NOTE: the method below is for old unsupported TKGi version. From TKGi 1.10+, you should use tkgi rotate-certificate cli as per: Tanzu Kubernetes Grid Integrated Edition Certificates
Identify the tls-nsx-t certificate that needs to be rotated and match with it in NSX-T Manager:
export BOSH_CLIENT=ops_manager BOSH_CLIENT_SECRET=gu_v9OiwFmDjDnrQ-9Kpwca121lTYzxx BOSH_CA_CERT=/var/tempest/workspaces/default/root_ca_certificate BOSH_ENVIRONMENT=<Bosh-ip-address>
export CREDHUB_CLIENT=$BOSH_CLIENT CREDHUB_SECRET=$BOSH_CLIENT_SECRET && credhub api --server $BOSH_ENVIRONMENT:8844 --ca-cert $BOSH_CA_CERT && credhub login
# bosh deployments --column=name | grep service-instance
service-instance_c#########-####-####-####-###########
credhub get -n /p-bosh/service-instance_UUID/tls-nsx-t --output-json | jq '.value | .certificate' -r | openssl x509 -enddate -noout
notBefore=Jul 23 22:19:50 2018 GMT
notAfter=Jul 23 22:19:50 2020 GMT >>>>> Certificate Is expired
pks-<cluster-UUID>
.mkdir cluster-<The_Last_Numbers_of_Cluster-UUID>
cd cluster-<name>
credhub get -n /p-bosh/<service-instance_UUID>/tls-nsx-t --output-json | jq '.value | .certificate' -r > old-tls-nsx-t.crt
credhub r -n /p-bosh/<service-instance_UUID>/tls-nsx-t
id: ######-####-####-####-##########
name: /p-bosh/service-instance_######-####-####-####-##########/tls-nsx-t
type: certificate
value: <redacted>
version_created_at: "2020-08-10T19:20:50Z"
credhub get -n /p-bosh/service-instance_UUID/tls-nsx-t --output-json | jq '.value | .certificate' -r | openssl x509 -startdate -enddate -noout
notBefore=Aug 10 19:20:50 2020 GMT
notAfter=Aug 10 19:20:50 2022 GM >>>>>> The certificate will expired in the next 2 years
Register the certificate with NSX-T and push it to Kubernetes VMs to replace the old certificate:
You can leverage pksnsxcli present on the Kubernetes master nodes to register the tls-nsx-t certificate with NSX-T Manager. The advantage of following this procedure is that it creates a locked certificate object which can’t be deleted via the UI.

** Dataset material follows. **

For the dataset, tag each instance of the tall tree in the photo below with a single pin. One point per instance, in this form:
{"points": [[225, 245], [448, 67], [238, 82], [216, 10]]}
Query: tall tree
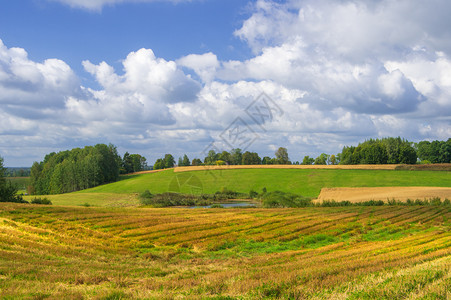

bosh ssh -d service-instance_<cluster-uuid> master
sudo su –
alias pksnsxcli=/var/vcap/packages/pks-nsx-t-cli/bin/pksnsxcli
pksnsxcli delete principal --instance-id <cluster-instance-id> --nsx-manager-host <nsx-manager-hostname> --username <username> --password <password> --insecure
pksnsxcli delete principal --instance-id <cluster-instance-id> --nsx-manager-host <nsx-manager-hostname> --username <username> --password <password> --insecure --api-type Policy
curl -X DELETE -sku 'admin:<password>' "https://<nsx manager>/policy/api/v1/infra/certificates/<policy-cert-id>" --header "X-Allow-Overwrite: true"
Issue commands similar to the following to recreate the cluster by using Bosh manifest, to register this certificate with NSX-T and push it to Kubernetes VMs:
bosh manifest -d service-instance_instance-id > service-instance_instance-id.yml
bosh deploy -d service-instance_instance-id service-instance_instance-id.yml
Note: This activity restarts only master VMs in order to update the tls-nsx-t certificate. There is no impact on worker nodes.